一般風の弱い晴れた日中における,平坦で地表面状態が一様な陸上の大気境界層の 一般的な特徴について述べた次の文(a)〜(d)の正誤の組合せとして正しいものを,下記 の1〜5の中から 1 つ選べ。

(a) 接地境界層を除く大気境界層内では,大気が上下によく混合されているので,風 速は鉛直方向にほぼ一様になる。

(b) 水蒸気は地表面から大気に供給されるので,相対湿度は接地境界層の上端から大 気境界層の上端まで高度とともに次第に減少する。

(c) 接地境界層内では,温位が高度とともに減少する絶対不安定な状態が持続するこ とがある。
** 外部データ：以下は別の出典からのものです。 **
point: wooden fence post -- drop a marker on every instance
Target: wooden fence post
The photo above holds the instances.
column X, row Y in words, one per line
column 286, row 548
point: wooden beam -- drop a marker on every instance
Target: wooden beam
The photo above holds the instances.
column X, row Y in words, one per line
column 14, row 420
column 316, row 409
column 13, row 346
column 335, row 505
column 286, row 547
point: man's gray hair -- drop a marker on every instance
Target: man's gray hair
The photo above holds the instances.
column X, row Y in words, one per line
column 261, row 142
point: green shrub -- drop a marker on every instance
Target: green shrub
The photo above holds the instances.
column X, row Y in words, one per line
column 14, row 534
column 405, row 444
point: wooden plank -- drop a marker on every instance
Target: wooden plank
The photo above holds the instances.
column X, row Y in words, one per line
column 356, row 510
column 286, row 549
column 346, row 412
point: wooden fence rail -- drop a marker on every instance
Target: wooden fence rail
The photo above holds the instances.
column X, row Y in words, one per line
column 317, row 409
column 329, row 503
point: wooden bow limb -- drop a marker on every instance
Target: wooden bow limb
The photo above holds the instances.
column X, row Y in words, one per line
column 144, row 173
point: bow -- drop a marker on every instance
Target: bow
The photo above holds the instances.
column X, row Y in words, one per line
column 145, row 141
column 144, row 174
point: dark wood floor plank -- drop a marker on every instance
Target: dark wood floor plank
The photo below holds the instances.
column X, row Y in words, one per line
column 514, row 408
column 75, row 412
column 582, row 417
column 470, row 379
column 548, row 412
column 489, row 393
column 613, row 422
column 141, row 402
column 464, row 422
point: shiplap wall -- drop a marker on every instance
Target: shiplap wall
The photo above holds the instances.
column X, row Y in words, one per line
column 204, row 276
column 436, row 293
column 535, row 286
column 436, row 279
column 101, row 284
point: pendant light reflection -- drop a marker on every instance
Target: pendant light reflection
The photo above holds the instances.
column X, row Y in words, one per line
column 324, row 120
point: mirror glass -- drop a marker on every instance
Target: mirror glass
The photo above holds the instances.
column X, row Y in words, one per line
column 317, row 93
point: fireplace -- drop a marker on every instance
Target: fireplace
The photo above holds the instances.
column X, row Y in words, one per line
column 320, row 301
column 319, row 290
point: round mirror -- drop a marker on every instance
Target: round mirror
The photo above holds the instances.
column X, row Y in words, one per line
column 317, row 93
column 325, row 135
(d) 大気境界層内の気温は日の出から午後にかけて上昇するが,大気境界層の上端の 高度は,この間ほとんど変化しない。

③ (a)正, (b)誤, (c)正, (c)誤

(a)大気境界層内の鉛直分布「風速」

はれの
はれの

大気境界層での風速の変化を思い出してみよう!

この大気境界層内で晴天日の正午、風速の鉛直分布はどんなだったか覚えていますか?

晴天日の正午における大気境界層内の風速

だから(a)の「 接地境界層を除く大気境界層内では,大気が上下によく混合されているので,風速は鉛直方向にほぼ一様になる。」は正しい!

(b)「相対湿度」=「混合比」

※用語解説「混合比

大気境界層内の湿度(混合比)は、下のように混合層では一様。

晴天日の正午における大気境界層内の混合比

そして気温は上層ほど低くなるので、飽和水蒸気圧は上層ほど減少します。

ってことは相対湿度は高度とともに増加するってことですよね。

だから(b)の「 水蒸気は地表面から大気に供給されるので,相対湿度は接地境界層の上端から大気境界層の上端まで高度とともに次第に減少する。」は誤り!

(c)大気境界層内の鉛直分布「温位」

晴天日の正午における大気境界層内の温位

混合層内は、空気がよくかき混ぜられていて、温位はほぼ一様です。

はれの
はれの

でも接地層では、暖かくなった地表面によって暖められ続けるために、接地層内での下層と上層で温度差が大きくなっています。

下層から上層まで熱が伝わるのが間に合ってないイメージです。

だから(c)の「 接地境界層内では,温位が高度とともに減少する絶対不安定な状態が持続することがある。」は正しい!

(d)大気境界層内の鉛直分布「気温」

大気境界層の上端の「高度が変わるんかい・変わらんのかい」問題。

はれの
はれの

移行層は、上にある自由大気に押しつぶされたり、下から混合層の対流が入り込んだり、さまざまな変化が見られます。

だから(d)の「 大気境界層内の気温は日の出から午後にかけて上昇するが,大気境界層の上端の 高度は,この間ほとんど変化しない。」は誤り!